Su L'Aquila molte voci si sono espresse in questa direzione all'indomani della "bocciatura" nella corsa alla candidatura per il 2019. Sarebbe allora coerente per il capoluogo abruzzese pianificare una revisione del progetto iniziale sulla base di una condivisione ed analisi degli elementi che hanno determinato l'esclusione. Una rimodulazione partecipata del progetto sarebbe quindi una sfida anche alla luce dei criteri richiesti dal bando. Gli obiettivi che indica il Mibact sollecitano una attenzione alla progettazione integrata, alla pianificazione strategica e al considerare lo sviluppo culturale parte del progresso economico e di una maggiore coesione sociale di città e territori.

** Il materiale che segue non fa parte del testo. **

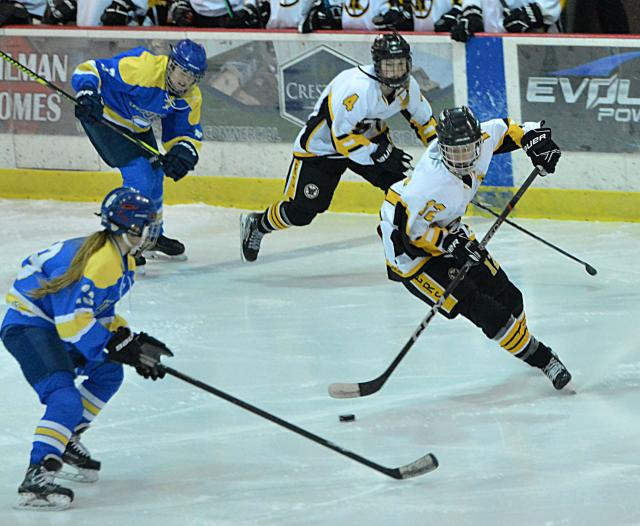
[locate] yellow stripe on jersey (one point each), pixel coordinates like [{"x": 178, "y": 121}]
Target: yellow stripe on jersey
[
  {"x": 114, "y": 117},
  {"x": 71, "y": 330},
  {"x": 104, "y": 267},
  {"x": 274, "y": 217},
  {"x": 169, "y": 144},
  {"x": 45, "y": 431},
  {"x": 145, "y": 70},
  {"x": 514, "y": 132},
  {"x": 89, "y": 68},
  {"x": 90, "y": 407},
  {"x": 517, "y": 336}
]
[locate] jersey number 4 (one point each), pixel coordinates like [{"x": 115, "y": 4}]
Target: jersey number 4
[{"x": 350, "y": 101}]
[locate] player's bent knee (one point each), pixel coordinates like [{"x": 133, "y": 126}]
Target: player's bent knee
[{"x": 298, "y": 216}]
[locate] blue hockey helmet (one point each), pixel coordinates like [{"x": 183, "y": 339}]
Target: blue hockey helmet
[
  {"x": 186, "y": 67},
  {"x": 127, "y": 212}
]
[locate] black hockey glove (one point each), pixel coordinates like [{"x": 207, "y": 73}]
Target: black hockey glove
[
  {"x": 462, "y": 248},
  {"x": 398, "y": 17},
  {"x": 181, "y": 159},
  {"x": 541, "y": 149},
  {"x": 391, "y": 158},
  {"x": 119, "y": 13},
  {"x": 446, "y": 22},
  {"x": 60, "y": 12},
  {"x": 89, "y": 105},
  {"x": 138, "y": 350},
  {"x": 523, "y": 19},
  {"x": 180, "y": 13},
  {"x": 13, "y": 13},
  {"x": 469, "y": 23},
  {"x": 322, "y": 15}
]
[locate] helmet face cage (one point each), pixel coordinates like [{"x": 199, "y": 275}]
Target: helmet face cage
[
  {"x": 128, "y": 213},
  {"x": 186, "y": 67},
  {"x": 385, "y": 48},
  {"x": 459, "y": 139},
  {"x": 460, "y": 160}
]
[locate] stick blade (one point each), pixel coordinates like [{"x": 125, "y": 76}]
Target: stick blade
[
  {"x": 418, "y": 467},
  {"x": 339, "y": 390}
]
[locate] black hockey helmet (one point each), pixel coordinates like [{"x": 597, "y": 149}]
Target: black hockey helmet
[
  {"x": 391, "y": 46},
  {"x": 459, "y": 139}
]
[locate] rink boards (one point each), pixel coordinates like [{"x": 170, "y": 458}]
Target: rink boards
[{"x": 261, "y": 86}]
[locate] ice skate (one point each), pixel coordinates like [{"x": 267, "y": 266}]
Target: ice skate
[
  {"x": 167, "y": 248},
  {"x": 78, "y": 464},
  {"x": 38, "y": 491},
  {"x": 250, "y": 236},
  {"x": 556, "y": 372}
]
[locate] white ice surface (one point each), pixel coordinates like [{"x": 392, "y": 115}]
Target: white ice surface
[{"x": 315, "y": 309}]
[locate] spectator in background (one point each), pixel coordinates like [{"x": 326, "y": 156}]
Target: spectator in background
[
  {"x": 500, "y": 16},
  {"x": 231, "y": 14},
  {"x": 13, "y": 12}
]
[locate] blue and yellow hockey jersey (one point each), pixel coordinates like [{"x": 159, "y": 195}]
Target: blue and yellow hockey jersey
[
  {"x": 133, "y": 88},
  {"x": 83, "y": 313}
]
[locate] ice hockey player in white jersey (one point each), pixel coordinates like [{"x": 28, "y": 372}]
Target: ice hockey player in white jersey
[
  {"x": 425, "y": 241},
  {"x": 499, "y": 16},
  {"x": 347, "y": 129}
]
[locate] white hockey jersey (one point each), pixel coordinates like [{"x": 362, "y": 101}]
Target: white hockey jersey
[
  {"x": 434, "y": 199},
  {"x": 493, "y": 11},
  {"x": 427, "y": 12},
  {"x": 352, "y": 110},
  {"x": 288, "y": 13}
]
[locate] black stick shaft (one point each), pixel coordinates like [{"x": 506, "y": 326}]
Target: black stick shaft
[
  {"x": 373, "y": 386},
  {"x": 392, "y": 472},
  {"x": 44, "y": 82},
  {"x": 534, "y": 236}
]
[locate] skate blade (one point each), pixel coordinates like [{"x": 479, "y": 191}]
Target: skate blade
[
  {"x": 161, "y": 256},
  {"x": 31, "y": 502},
  {"x": 85, "y": 476}
]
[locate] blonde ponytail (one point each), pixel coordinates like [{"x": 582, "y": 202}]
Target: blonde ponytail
[{"x": 90, "y": 246}]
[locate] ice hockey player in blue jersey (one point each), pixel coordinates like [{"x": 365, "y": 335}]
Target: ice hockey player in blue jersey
[
  {"x": 61, "y": 324},
  {"x": 131, "y": 91}
]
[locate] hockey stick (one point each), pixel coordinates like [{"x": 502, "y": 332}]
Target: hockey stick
[
  {"x": 590, "y": 270},
  {"x": 346, "y": 390},
  {"x": 423, "y": 465},
  {"x": 44, "y": 82}
]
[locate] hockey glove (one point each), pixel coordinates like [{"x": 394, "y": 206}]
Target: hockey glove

Si pone poi l'accento sulla valorizzazione dei beni culturali e paesaggistici e sul miglioramento dei servizi rivolti ai turisti fino allo sviluppo di industrie culturali e creative anche per favorire i processi di rigenerazione e riqualificazione urbana.

Il 31 marzo è il termine per presentare la domanda di candidatura, con il programma delle attività previste. Una giuria individuerà dieci progetti che entro il 30 giugno dovranno essere ulteriormente dettagliati. Due città verranno poi proposte al Mibact Capitali italiane della cultura per 2016 e per il 2017, con un finanziamento al programma di un milione di euro per ogni annualità.

Potrebbe essere una seconda opportunità per il capoluogo abruzzese, anche se nessuno degli attori politici principali ne ha parlato fino ad ora.